Felicia Sonmez, a former Wall Street Journal editor and former Washington Post reporter, wrote an email to the FCCC board that she requested be sent to all members of the club. The board sent it to members on Tuesday evening.
She accused Kaiman of sexual misconduct after she drove him home on her scooter after last September’s FCCC summer party. At the time, Kaiman was the FCCC’s president and Sonmez was a board member.
“Even though parts of the evening were consensual, while on the way, Jon escalated things in a way that crossed the line,” she wrote.
She alleged that he lifted up her dress and began digitally penetrating her without her consent while on the way home.
She wrote that she told him no but he forcefully continued until she could pull him away. He then started unbuckling his belt and taking off his shorts. “We were on a public street, it was dark and no one was around. Jon is much bigger than me, and it took me repeatedly telling him no and pushing him away for him to finally stop.”
She said he tried to do so again when they had reached his residence, and she again told him “no” repeatedly. Sonmez said she then went up to his apartment – though with no intention of having sex with him – and he had unprotected sex with her: “I was so drunk that I definitely should not have been driving, and many parts of the night remain hazy in my memory. I don’t remember what was going through my head as I went upstairs, whether I wanted to take a nap or get some water or maybe make out. I am certain I did not go up there to have unprotected sex with Jon.”
“When I later asked him his recollections of this part of the night, he said that things were hazy but he acknowledged that he had been ‘brutish’ with me,” she wrote.
“He briefly performed oral sex on me and then he had unprotected sex with me. I am devastated by the fact that I was not more sober so that I could say with absolute certainty whether what happened that night was rape.”
Sonmez told HKFP she did not go to the police: “It was over the course of months, from September 2017 to January 2018, that I realised what happened to me was wrong. By the time it had fully sunk in, I was back in the U.S. for a long visit and had already decided to leave Beijing. So, it didn’t seem like going to the Beijing police was a viable option.”
HKFP has contacted the LA Times and Kaiman for comment.
Sonmez’s account came after law student Laura Tucker posted an account in January of a 2013 incident, in which she said Kaiman had pressured her into having sex with him. Kaiman then posted an apology on his Twitter account.

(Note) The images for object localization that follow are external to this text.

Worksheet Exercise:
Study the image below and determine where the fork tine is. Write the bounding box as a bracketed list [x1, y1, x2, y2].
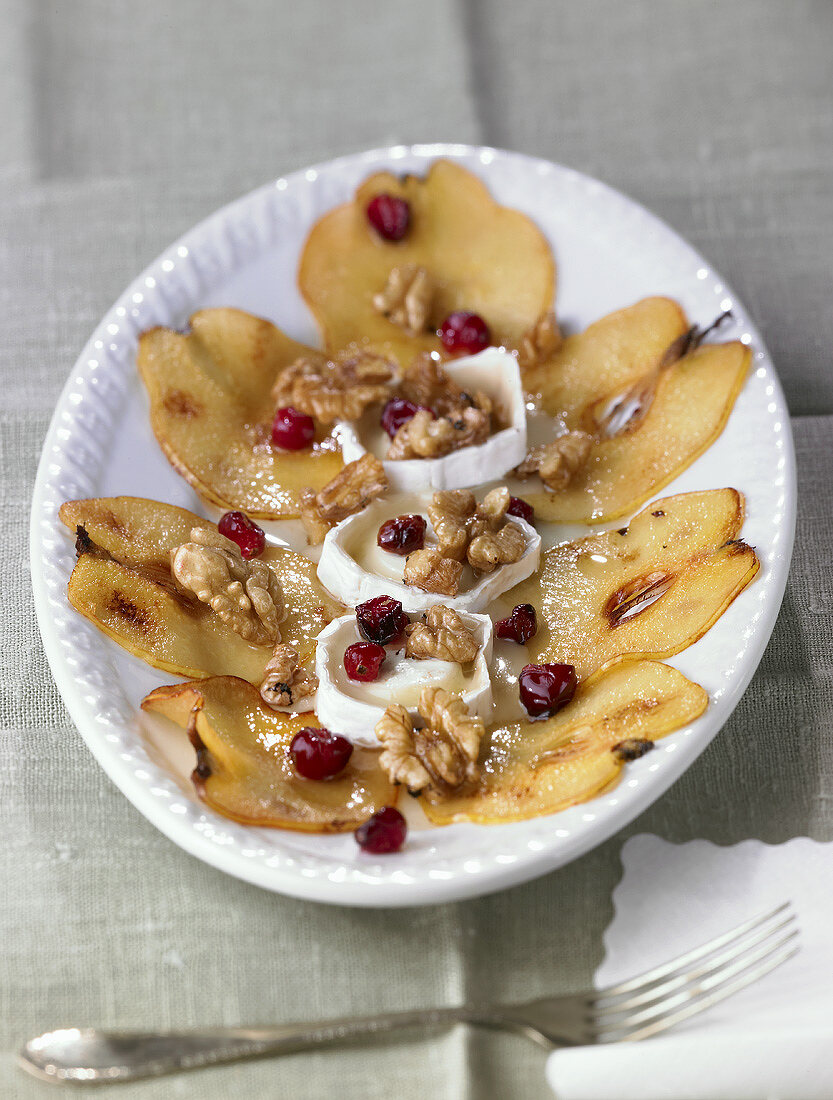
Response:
[597, 927, 799, 1031]
[594, 910, 797, 1017]
[599, 938, 800, 1044]
[594, 902, 792, 1001]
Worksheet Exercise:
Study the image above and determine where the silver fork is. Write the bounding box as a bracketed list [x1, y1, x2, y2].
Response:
[19, 902, 798, 1085]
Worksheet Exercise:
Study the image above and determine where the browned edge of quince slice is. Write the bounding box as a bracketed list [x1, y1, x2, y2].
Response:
[422, 658, 708, 825]
[60, 496, 343, 682]
[142, 676, 396, 832]
[510, 488, 759, 680]
[137, 308, 344, 519]
[298, 159, 556, 367]
[518, 297, 751, 522]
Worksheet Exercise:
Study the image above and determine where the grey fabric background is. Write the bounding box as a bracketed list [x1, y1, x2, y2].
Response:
[2, 2, 831, 1097]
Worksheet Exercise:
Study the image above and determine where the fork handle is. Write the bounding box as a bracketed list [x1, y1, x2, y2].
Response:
[20, 1008, 505, 1084]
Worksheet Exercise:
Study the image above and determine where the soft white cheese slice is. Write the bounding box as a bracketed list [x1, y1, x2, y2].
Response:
[336, 347, 528, 491]
[315, 612, 493, 744]
[316, 492, 541, 613]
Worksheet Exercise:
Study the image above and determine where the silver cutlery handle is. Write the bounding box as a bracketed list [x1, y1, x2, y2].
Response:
[20, 1007, 498, 1083]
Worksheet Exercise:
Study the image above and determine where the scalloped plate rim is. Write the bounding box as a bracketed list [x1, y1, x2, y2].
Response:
[29, 143, 796, 907]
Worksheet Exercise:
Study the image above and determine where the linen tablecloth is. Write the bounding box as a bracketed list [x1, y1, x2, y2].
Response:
[2, 2, 831, 1096]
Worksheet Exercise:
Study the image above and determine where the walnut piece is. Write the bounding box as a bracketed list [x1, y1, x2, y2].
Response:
[298, 454, 388, 544]
[375, 705, 432, 792]
[517, 310, 562, 371]
[376, 688, 483, 794]
[405, 605, 479, 663]
[372, 265, 434, 336]
[259, 643, 318, 709]
[427, 487, 521, 572]
[427, 489, 476, 561]
[386, 405, 492, 461]
[387, 409, 455, 459]
[467, 520, 527, 574]
[398, 353, 448, 408]
[386, 356, 497, 459]
[515, 430, 593, 491]
[171, 527, 285, 646]
[272, 350, 394, 424]
[467, 486, 510, 539]
[403, 548, 463, 596]
[398, 355, 492, 420]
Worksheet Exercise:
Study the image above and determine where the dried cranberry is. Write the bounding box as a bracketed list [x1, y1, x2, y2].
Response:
[507, 496, 535, 525]
[355, 806, 407, 853]
[343, 641, 386, 682]
[495, 604, 538, 645]
[438, 311, 491, 355]
[290, 727, 353, 780]
[377, 514, 426, 556]
[380, 397, 434, 439]
[217, 511, 266, 559]
[271, 406, 315, 451]
[355, 595, 409, 646]
[366, 194, 411, 242]
[519, 663, 577, 718]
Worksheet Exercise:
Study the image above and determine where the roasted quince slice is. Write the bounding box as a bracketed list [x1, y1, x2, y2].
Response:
[142, 677, 395, 831]
[517, 298, 750, 522]
[298, 160, 555, 367]
[60, 496, 343, 681]
[422, 659, 707, 824]
[510, 489, 759, 679]
[138, 308, 344, 518]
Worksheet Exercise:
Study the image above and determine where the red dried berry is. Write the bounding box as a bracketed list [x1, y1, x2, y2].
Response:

Tucker wrote that she felt pressured into having sex with Kaiman after they went to her apartment after a night out. Though she changed her mind and voiced her lack of consent several times, Kaiman allegedly refused to leave, and – in the end – she said the “easiest, least confrontational way forward was to place male satisfaction above my own desires and to go back to the bed… We had sex, and I felt gross for all of it.”
Sonmez said she chose to speak out as she was dissatisfied with the FCCC board’s handling of Tucker’s allegations, and wished to give the board a chance to give an explanation and apologise to its members before the club elected its new leadership at a meeting on Tuesday night. She added that she did not want Tucker’s experience to be dismissed as a one-off incident.
The FCCC issued a brief statement on its Twitter account after Kaiman stepped down. Sonmez said she felt as though the response erased her experience, which was raised to the board by a friend of hers.
FCCC President Jon Kaiman has informed the board he will resign, effective immediately. Vice President John Sudworth now assumes the position of president. The board thanks Jon for his hard work, enthusiasm and many contributions to the club.
— Foreign Correspondents’ Club of China (@fccchina) January 11, 2018
Sonmez added that screenshots of a WeChat group for a mostly male football club – in which many foreign correspondents participate – were circulated after Tucker came forward, and they showed several members denigrating Tucker.
“[G]iven the vitriol that was directed at Laura. I have wondered whether such an incident could have been mitigated by a stronger FCCC board response. I believe the board passed up an important opportunity to let its members know that sexual misconduct will not be tolerated, and that the FCCC is committed to being a safe and supportive environment for its female members,” she wrote.
In a statement to its members sent out Tuesday evening, the FCCC said that the minutes of its board meeting in January failed to mention that it had advised Kaiman to step down and that they had considered a second complaint against him: “The board is deeply sorry for the damage caused both to Felicia Sonmez and the membership by its decision against releasing a full and transparent account of the board meeting preceding Mr. Kaiman’s resignation immediately after it took place, and for not making the reasons for Kaiman’s departure clear.”
Update: This article has been updated to include the positions of Kaiman and Sonmez in the FCCC at the time of the alleged incident.